About 10 000 Cuban workers and students gathered on Monday
before a monument of the fighter carrying a rifle in
Santa Clara, the city in central Cuba that Guevara "liberated"
in 1958 in the decisive battle of the Cuban revolution.
"Che was loved, in spite of being stern and demanding. We
would give our life for him," said 80-year-old Tomas Alba, who
fought under Guevara's command.
A billboard quoted Castro saying: "We want you to be like
Che." 'One, two, many Vietnams'
Guevara remains a national hero in Cuba where he is
remembered for promoting unpaid voluntary work by working
shirtless on building sites or hauling sacks of sugar. To this
day, he appears on a Cuban banknote cutting sugar cane with a
machete in the fields.
He left Cuba in 1966 to start a new anti-US guerrilla
movement in the jungle of eastern Bolivia, hoping to create
"two, three, many Vietnams" in Latin America.
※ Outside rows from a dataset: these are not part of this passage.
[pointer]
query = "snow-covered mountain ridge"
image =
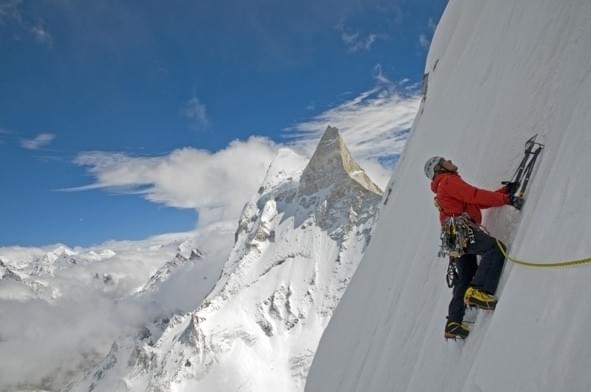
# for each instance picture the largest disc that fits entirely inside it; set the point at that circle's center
(298, 242)
(61, 307)
(499, 72)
Posters of the long-haired Guevara wearing a soldier's
beret with a single star turned the revolutionary outlaw into
an international folk hero and symbol of rebellion.
The image, based on a picture taken by Cuban photographer
Alberto Korda, has been massively reproduced on T-shirts, mugs,
baseball caps, Swatch watches, bikinis and other products of
the capitalist consumer society he fought against.